Writing a Bestselling Series, Chapter 18: Going to Hollywood

Home/Daily Kicks/Writing a Bestselling Series, Chapter 18: Going to Hollywood

Writing a Bestselling Series, Chapter 18: Going to Hollywood

Among novelists, there is a saying: Don’t go to Hollywood.  It seems to be something of a graveyard where authors go to die.  But every year, a few young novelists go to seek their fortune there—and most are never heard from again

Part of the problem is that most of the authors go to Hollywood in the hopes of becoming screenwriters, but learning to write in a new medium is hard, and the truth is that very few novelists ever gain any type of prominence.  Still, there are some who do all right.

Personally, as a writer, I’ve always been more interested in writing novels than screenplays, but in the late 1990s, I began going to the Sundance Film Festival.  It was easy, after all, since I lived right at the mouth of the Provo Canyon and it was just a short drive.

I found that I enjoyed meeting new directors, screenwriters, and producers.  They were very much like young writers that I knew in my writing group—with the same excitement and determination.  So I went to a number of screenings and decided to learn a bit about filmmaking, simply by doing it.  I invited some young writers and filmmakers to join me, and we put together some ideas for short films with the idea of making them and entering a couple into film festivals.  (For those who know Dan Wells of I Am Not a Serial Killer fame, Dan worked with me and proved himself to be extremely talented.)

We didn’t get far, though.  We were shooting our first short when a friend told me about a seminar for those who wanted to learn how to produce films, so I signed up.  In the workshop, I met John Lee, who owned a company that did greenlighting analysis for producers and directors in Hollywood.  I spoke to John about my own ideas in audience analysis, and it turned out that our methods meshed pretty well, so John invited me to come work with him, with the idea of getting my novels translated to film.  So I considered it, but kept working on my novels.

However, just a few weeks later, John was contacted by a film producer who had worked on Crouching Tiger, Hidden Dragon.  He had some investors in Hollywood who wanted to meet some American filmmakers, and they were searching for someone who might want to partner on a major collaboration.  I was invited to China with several other producers, a film bonding agent, and a special effects director.

I don’t want to get into what happened next for a number of reasons.  In part, it’s because I plan to write a novel that deals with the bizarre experience.  But let’s just say that I toured China more than once, met with numerous filmmakers, and quickly received an offer of $65 million to make a film in China—an offer that I turned down.

Instead I returned to the US, and a few weeks later was offered a million dollars to begin pre-production on a Runelords movie, and quickly found more investors who offered another million.  I began working as a film producer (rather than a writer), where I consulted screenwriters, directors, special-effects artists, creature and costume designers, and so on.  I also worked as a greenlighting analyst, and took meetings with high-level studio execs.
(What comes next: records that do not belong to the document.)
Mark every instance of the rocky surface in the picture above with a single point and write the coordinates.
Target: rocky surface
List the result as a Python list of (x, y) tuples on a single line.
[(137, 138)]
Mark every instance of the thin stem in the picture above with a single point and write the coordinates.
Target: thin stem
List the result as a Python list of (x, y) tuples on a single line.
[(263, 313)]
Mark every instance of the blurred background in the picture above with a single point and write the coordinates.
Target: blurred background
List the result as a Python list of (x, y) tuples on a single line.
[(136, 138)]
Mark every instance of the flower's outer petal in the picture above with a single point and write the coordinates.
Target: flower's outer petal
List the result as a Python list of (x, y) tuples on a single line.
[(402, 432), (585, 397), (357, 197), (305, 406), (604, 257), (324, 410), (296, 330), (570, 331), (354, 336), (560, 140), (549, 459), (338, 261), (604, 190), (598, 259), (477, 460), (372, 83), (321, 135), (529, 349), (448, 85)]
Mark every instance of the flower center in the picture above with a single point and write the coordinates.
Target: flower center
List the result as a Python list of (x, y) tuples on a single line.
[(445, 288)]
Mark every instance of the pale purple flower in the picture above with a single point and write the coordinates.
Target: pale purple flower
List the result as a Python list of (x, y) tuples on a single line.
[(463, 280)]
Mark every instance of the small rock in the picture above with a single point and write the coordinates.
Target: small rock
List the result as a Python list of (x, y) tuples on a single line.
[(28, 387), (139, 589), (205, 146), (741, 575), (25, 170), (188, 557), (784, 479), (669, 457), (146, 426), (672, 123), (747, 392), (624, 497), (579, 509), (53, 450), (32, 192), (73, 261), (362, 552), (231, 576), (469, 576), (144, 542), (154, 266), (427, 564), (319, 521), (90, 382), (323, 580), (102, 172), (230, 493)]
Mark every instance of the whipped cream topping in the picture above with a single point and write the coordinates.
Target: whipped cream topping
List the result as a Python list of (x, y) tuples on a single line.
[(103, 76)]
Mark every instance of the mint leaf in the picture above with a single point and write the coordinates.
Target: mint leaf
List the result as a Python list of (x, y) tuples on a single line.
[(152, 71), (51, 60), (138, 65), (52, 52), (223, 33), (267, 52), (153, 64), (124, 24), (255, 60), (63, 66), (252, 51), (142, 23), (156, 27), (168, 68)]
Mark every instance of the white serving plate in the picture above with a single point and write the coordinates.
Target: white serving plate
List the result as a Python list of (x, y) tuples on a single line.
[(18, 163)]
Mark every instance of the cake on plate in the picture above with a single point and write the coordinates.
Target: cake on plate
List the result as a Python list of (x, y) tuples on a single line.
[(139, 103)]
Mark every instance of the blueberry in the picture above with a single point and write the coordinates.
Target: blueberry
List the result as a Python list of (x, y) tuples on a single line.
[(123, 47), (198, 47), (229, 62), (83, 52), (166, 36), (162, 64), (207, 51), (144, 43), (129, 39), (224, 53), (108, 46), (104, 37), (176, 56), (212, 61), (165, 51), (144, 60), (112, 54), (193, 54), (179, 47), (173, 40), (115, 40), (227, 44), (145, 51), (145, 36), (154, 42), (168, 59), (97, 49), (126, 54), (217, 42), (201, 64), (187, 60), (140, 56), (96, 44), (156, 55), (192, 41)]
Within a few months our group lined up a number of investors from foreign countries—places like Japan, Germany, India, Taiwan, Italy, Russia, and others, so that we could fund the film, and got promises of about 80 percent of our funding goal of $85 million.  We also set up a joint distribution deal with Franchise Studios and Warner Brothers to have the film released here in the US..

I suppose that I should explain here that before you ever make a major film, you line up that talent, get the director, some of the top cast, the line producer, gain all of the funding, and then begin production.  You don’t spend millions making a movie and then just hope to fund the film.

So we got really close—before it all fell apart.  The reason?  We were going to work with Franchise Studios to make their largest film ever, but it turned out that they were involved with defrauding German investors.  They got caught and were sued in the largest successful lawsuit in Hollywood’s history, for $100 million.  Franchise went under, and all of the films that they were making were dropped.

So after more than two years of working my tail off, I pretty much came up empty. Yes, there was still a lot of interest in the film by investors, but not from distributors

Still, my experiences working as a greenlighting analyst and as a producer were invaluable.  There are some things that universities just can’t teach you.

I never did fall into the trap of trying to become a full-time screenwriter.  Yes, I did write some screenplays.  But while I enjoy the medium, much as I enjoy making videogames, I’m more interested in writing novels.  In fact, since leaving I have been offered jobs to work as a producer several times, and was even offered a job as president of a small movie company.  I said “No thanks,” much as I did when offered a position as the vice president of a videogame company.

So what did I learn in Hollywood?  I learned a bit about funding movies—how to successfully land deals with investors around the world.  I learned a lot about greenlighting films and how to translate books to film.  But perhaps the most valuable experiences came with dealing with wealthy investors and with other producers and business partners.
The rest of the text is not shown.